A new Senate report (PDF from The New York Times) shows that Apple has been employing potentially sketchy business methods to avoid heavier tax burdens. According to the investigation, the company dodged billions in potential taxes on $44 billion in foreign income during the past four years.
Some of the interesting bits from the Senate’s report: three Apple subsidiaries in Ireland claim no responsibility to pay income taxes to any country. Apple Operations International, one of the Ireland three, reported $30 billion in income during 2009 to 2012 despite having no employees and not filing income taxes anywhere within the last five years. Apple did not violate any laws during this time according to the Senate investigation.

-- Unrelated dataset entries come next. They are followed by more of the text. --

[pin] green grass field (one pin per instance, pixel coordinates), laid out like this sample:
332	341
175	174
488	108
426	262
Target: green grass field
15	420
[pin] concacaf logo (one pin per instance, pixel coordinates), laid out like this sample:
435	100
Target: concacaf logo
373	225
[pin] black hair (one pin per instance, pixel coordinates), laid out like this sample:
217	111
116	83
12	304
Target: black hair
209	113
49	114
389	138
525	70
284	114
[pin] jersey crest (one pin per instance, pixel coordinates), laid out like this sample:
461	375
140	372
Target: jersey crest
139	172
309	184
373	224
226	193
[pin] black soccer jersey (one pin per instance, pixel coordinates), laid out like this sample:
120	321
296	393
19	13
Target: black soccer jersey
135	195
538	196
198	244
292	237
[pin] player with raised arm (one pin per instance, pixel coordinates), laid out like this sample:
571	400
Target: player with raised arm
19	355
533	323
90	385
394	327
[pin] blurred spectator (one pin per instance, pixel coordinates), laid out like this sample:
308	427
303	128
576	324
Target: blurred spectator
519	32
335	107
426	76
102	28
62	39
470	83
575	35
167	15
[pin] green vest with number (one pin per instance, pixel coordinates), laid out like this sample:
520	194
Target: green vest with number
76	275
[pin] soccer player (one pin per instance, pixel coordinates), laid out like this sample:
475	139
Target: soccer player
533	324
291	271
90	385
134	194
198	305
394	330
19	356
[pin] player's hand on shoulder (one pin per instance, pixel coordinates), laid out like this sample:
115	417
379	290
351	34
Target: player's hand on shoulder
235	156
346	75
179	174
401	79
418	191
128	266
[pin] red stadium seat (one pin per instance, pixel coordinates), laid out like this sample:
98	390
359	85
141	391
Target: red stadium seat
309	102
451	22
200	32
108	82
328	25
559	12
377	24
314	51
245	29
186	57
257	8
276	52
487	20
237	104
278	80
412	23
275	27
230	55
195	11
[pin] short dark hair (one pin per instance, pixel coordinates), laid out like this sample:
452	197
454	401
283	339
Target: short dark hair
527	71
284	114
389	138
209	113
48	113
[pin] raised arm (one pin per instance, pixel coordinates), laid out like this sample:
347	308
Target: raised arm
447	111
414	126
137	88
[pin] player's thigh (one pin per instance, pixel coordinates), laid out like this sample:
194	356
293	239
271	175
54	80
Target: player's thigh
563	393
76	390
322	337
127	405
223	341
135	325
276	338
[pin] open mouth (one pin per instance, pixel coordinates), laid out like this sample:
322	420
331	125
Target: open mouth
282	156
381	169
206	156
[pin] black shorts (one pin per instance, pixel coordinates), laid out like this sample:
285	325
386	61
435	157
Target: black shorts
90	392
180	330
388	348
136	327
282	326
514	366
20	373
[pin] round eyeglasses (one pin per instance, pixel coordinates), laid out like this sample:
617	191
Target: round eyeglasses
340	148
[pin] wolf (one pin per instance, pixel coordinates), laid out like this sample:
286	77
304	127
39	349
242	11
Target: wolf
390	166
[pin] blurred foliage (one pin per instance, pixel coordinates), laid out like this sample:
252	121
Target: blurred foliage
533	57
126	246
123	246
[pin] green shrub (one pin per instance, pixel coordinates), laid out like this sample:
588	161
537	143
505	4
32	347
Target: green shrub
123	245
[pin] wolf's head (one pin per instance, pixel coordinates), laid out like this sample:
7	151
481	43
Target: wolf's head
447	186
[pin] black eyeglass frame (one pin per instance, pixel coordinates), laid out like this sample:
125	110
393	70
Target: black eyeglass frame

As The Chicago Tribune notes, many of the tactics Apple employed are common for multinational corporations (see cost-sharing arrangements). Google and Amazon were slammed by British parliament last year for their own tax-tiptoeing practices abroad. Nevertheless, the information released today cannot be welcomed by Cupertino with its CEO set to speak in front of Congress tomorrow. The Tribune quoted written testimony for that hearing which addresses this new tax spotlight. According to those statements, Apple does not utilize “tax gimmicks” and “has substantial foreign cash because it sells the majority of its products outside the US.” The company also reiterates that it pays plenty of US taxes, a defense it used in the face of tax accusations last year.